CHARLOTTE, NC (WBTV) - There is no other child like Savannah Smith noted in medical history. Take that sentence in for a minute.
"Savy", as she's called, was born February 24th, 2010 in Charlotte. Her mom was also born in Charlotte, one of those unique born-and-raised Charlotteans.
"We had no idea Savy had any medical issues at birth," mom Carol said. "But after she was born, they told us she wouldn't make it through the night. I didn't even get to see her. She was immediately transported to NICU at Novant Health Hemby's Hospital (Presbyterian Hospital at that time). They gave her a less than 5% chance of survival."
She's beating those odds, now fighting and inspiring at the age of seven.
AND, she's not just beating the odds of one rare syndrome, but two. Both totally separate. Both genetic.
The first is called Pfeiffer Syndrome with Craniosynostosis. It occurs once in every 100,000 births.
The second is called Mosaic Turner Syndrome. It's only found in females. Savannah is even more rare being Mosaic because it means she has only half the "X" present in the XX chromosomes.
Pfeiffer Syndrome causes premature fusion of the bones and skull. MRI's reveal ALL the bones in Savannah's skull were fused. Both of her elbows are fused also, which means they're bent at a 45-degree angle. She has no ligaments so there nothing can surgically correct the problem.
"Also with Pfeiffer, the eyes prolapse," Carol said. "Savannah's eyes would actually come out of a socket from pressure whenever she would cry. She had her first eye surgery at two weeks old, and has since had additional surgeries to keep most of her eyelids closed, to keep her eyes in place."
With all this going on, Savy had twelve surgeries in her first ten months of life.
At the age of seven, she is now up to a total of 37 surgeries.
As for the bright side of sweet-spirited Savy…
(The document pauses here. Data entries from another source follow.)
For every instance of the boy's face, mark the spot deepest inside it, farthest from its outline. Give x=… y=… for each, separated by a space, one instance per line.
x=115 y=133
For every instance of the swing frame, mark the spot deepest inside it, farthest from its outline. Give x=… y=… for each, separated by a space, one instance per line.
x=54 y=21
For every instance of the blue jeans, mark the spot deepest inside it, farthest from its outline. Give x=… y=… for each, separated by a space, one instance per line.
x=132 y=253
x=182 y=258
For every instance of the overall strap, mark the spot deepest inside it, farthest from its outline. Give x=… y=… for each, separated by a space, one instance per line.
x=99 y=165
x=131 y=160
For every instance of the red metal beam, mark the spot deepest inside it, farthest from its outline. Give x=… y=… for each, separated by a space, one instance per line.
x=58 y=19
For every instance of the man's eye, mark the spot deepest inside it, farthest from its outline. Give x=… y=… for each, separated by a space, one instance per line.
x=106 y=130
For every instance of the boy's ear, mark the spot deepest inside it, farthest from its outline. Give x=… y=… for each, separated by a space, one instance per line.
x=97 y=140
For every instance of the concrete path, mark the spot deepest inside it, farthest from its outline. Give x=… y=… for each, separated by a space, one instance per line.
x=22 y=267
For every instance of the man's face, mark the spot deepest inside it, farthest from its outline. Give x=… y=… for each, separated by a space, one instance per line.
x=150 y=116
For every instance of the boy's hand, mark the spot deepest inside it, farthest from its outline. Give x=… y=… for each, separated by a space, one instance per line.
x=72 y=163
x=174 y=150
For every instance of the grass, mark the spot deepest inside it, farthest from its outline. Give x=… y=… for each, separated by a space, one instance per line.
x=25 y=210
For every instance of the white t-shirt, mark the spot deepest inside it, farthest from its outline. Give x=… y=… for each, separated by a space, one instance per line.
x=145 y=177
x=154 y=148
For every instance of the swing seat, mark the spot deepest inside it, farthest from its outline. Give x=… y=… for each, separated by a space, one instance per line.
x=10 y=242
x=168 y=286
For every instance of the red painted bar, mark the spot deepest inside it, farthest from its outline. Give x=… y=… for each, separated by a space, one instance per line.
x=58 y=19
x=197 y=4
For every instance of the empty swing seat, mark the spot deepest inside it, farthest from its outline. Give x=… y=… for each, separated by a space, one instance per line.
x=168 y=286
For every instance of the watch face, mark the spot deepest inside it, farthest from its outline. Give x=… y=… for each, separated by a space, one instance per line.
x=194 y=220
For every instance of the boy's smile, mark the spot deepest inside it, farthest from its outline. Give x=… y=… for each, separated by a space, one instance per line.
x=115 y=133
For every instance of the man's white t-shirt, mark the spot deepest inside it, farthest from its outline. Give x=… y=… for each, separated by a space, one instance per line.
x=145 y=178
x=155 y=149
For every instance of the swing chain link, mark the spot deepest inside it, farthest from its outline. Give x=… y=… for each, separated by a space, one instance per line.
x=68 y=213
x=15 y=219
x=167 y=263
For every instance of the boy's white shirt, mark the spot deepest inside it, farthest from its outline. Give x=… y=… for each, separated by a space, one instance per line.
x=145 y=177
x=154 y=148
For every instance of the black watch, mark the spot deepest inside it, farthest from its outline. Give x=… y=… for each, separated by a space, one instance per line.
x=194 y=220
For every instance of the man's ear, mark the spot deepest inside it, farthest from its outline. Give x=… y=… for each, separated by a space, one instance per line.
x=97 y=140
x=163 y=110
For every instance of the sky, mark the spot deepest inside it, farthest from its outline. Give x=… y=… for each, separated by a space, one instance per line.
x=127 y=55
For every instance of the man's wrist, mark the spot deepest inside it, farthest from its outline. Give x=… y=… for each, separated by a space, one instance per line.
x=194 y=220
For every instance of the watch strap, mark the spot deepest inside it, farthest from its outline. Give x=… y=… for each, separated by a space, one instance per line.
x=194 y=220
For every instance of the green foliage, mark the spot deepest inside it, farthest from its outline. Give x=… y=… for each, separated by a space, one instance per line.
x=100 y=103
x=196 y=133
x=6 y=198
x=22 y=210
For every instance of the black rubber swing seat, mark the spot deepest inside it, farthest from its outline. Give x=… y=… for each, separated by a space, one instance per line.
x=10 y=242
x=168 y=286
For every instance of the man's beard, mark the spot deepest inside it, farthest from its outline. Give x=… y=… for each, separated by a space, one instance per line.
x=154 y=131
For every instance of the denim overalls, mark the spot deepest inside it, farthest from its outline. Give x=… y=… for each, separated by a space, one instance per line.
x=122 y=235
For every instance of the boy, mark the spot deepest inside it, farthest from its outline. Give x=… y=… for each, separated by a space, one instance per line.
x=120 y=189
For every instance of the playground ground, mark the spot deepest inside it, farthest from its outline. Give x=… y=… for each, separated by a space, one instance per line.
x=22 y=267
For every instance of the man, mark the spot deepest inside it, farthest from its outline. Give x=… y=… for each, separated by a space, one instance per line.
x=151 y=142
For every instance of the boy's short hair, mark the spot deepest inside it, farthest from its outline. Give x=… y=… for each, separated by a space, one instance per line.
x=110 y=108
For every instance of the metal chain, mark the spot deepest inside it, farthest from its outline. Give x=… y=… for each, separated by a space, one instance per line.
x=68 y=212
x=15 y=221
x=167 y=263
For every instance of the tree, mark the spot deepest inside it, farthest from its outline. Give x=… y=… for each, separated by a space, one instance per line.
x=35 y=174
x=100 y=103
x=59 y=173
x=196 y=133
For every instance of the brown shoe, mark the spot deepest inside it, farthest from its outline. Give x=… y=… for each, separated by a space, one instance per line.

"Savannah has the best attitude and simply loves life!" Carol says. "She loves everyone. Everyone! And she expects them to love her back. Unfortunately that doesn't always happen to a child with craniofacial differences. Plastic surgery is considered a medical necessity for our little girl."
Carol said there are plenty of doctors in their lives – and all consider themselves part of "Team Savannah".
"These wonderful humans have stood by us every step of the way," Carol said. "Awesome medical professionals, but also incredibly loving people."
Why is Carol wanting you to know about her daughter?
"Because I want to be an advocate for special needs kids with craniofacial differences," she said. "As a mom I always protected Savannah and didn't want to go out in public where people would make fun of her or ask me a million questions. I'm now in a place where I want to help teach people that we are all different. I think that's my purpose, and definitely Savannah's purpose, here on Earth. We want to make the world a better place where ALL people are accepted no matter what they look like."
Beautiful message. Beautiful email.
Thank you for sharing your daughter, Carol. Great way to start a Wednesday.